From 5013967cacb51650530bd8dea772449a150212a6 Mon Sep 17 00:00:00 2001
From: Dar Dahlen <dahlend@users.noreply.github.com>
Date: Tue, 9 Jul 2024 14:19:34 -0700
Subject: [PATCH] Spk optimizations - 15-20% speedup of orbit propagation (#73)

* Optimizations in interpolation
This leads to about 15-25% speedup in querying state vectors.
This will lead to commensurate speedups in integration.
---
 CHANGELOG.md                               |  2 +
 src/neospy/ztf.py                          |  5 +-
 src/neospy_core/src/spice/interpolation.rs | 42 ++++++++----
 src/neospy_core/src/spice/pck_segments.rs  |  5 +-
 src/neospy_core/src/spice/spk_segments.rs  | 78 +++++++++++++++-------
 5 files changed, 86 insertions(+), 46 deletions(-)

diff --git a/CHANGELOG.md b/CHANGELOG.md
index 97639a9..51a9a36 100644
--- a/CHANGELOG.md
+++ b/CHANGELOG.md
@@ -20,6 +20,8 @@ and this project adheres to [Semantic Versioning](https://semver.org/spec/v2.0.0
 
 ### Changed
 
+- Optimized SPICE kernel loading for Type 2 records, which is what DE440 is saved as.
+  This means effectively all n-body propagation is now 15-20% faster than before.
 - Removed `SpiceKernel` as a class, lowering all its methods to the submodule level,
   see #68 for more discussion.
 - Removed `Time` object which was a wrapper over astropy.Time, instead making a
diff --git a/src/neospy/ztf.py b/src/neospy/ztf.py
index 8bfc68d..0dcb0d1 100644
--- a/src/neospy/ztf.py
+++ b/src/neospy/ztf.py
@@ -5,7 +5,6 @@
 from functools import lru_cache
 import os
 from collections import defaultdict
-import numpy as np
 
 from .cache import cached_file_download, cache_path
 from .fov import ZtfCcdQuad, ZtfField, FOVList
@@ -98,9 +97,7 @@ def fetch_ZTF_fovs(year: int):
     )
 
     # Exposures are 30 seconds
-    jds_str = [x.split("+")[0] for x in irsa_query["obsdate"]]
-    jds = np.array(Time(jds_str, "iso", "utc").jd)
-
+    jds = [Time.from_iso(x + ":00").jd for x in irsa_query["obsdate"]]

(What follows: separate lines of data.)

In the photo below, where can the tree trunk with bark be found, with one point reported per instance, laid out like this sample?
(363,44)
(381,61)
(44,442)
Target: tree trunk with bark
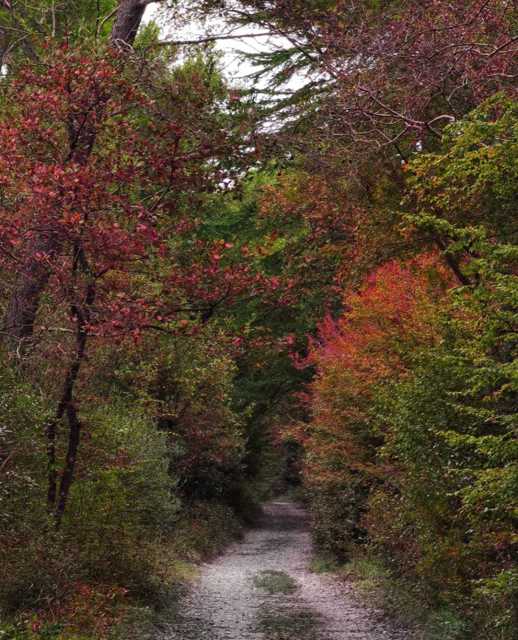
(34,274)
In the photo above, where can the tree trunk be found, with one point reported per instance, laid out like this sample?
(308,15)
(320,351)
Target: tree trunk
(34,274)
(127,22)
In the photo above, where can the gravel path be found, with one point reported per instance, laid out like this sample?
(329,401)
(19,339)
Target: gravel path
(262,588)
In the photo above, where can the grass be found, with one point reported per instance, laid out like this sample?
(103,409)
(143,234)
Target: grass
(275,582)
(401,600)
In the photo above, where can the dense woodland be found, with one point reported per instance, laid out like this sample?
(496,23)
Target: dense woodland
(211,293)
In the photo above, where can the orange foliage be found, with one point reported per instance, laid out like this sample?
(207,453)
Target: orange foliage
(387,319)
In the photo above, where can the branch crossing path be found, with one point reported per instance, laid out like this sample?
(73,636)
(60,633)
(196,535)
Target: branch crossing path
(262,589)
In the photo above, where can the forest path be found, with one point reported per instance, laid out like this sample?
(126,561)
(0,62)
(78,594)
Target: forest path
(262,589)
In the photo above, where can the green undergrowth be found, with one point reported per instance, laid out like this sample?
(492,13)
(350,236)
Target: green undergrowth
(404,601)
(101,611)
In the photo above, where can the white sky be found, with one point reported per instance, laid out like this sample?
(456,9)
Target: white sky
(236,67)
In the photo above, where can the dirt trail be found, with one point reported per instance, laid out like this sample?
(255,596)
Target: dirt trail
(262,589)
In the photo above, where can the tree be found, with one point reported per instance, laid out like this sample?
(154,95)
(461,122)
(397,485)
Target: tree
(35,273)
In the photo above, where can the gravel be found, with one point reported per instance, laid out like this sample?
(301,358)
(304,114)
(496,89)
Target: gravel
(262,588)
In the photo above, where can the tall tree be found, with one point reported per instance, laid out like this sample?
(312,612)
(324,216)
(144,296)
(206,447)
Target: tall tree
(34,273)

     obs_info = find_obs_code("ZTF")
 
     # ZTF fields are made up of up to 64 individual CCD quads, here we first construct
diff --git a/src/neospy_core/src/spice/interpolation.rs b/src/neospy_core/src/spice/interpolation.rs
index cd66490..3fc374a 100644
--- a/src/neospy_core/src/spice/interpolation.rs
+++ b/src/neospy_core/src/spice/interpolation.rs
@@ -11,14 +11,24 @@ use nalgebra::DVector;
 /// This is useful for reading values out of JPL SPK format, be aware though that time
 /// scaling is also important for that particular use case.
 ///
+/// This evaluates the coefficients at a single point of time, but for 3 sets of
+/// coefficients at once. This is specifically done for performance reasons.
+///
 /// # Arguments
 ///
 /// * `t`       - Time at which to evaluate the chebyshev polynomials.
-/// * `coef`    - List of coefficients of the chebyshev polynomials.
+/// * `coefx`    - Slice of coefficients of the chebyshev polynomials.
+/// * `coefy`    - Slice of coefficients of the chebyshev polynomials.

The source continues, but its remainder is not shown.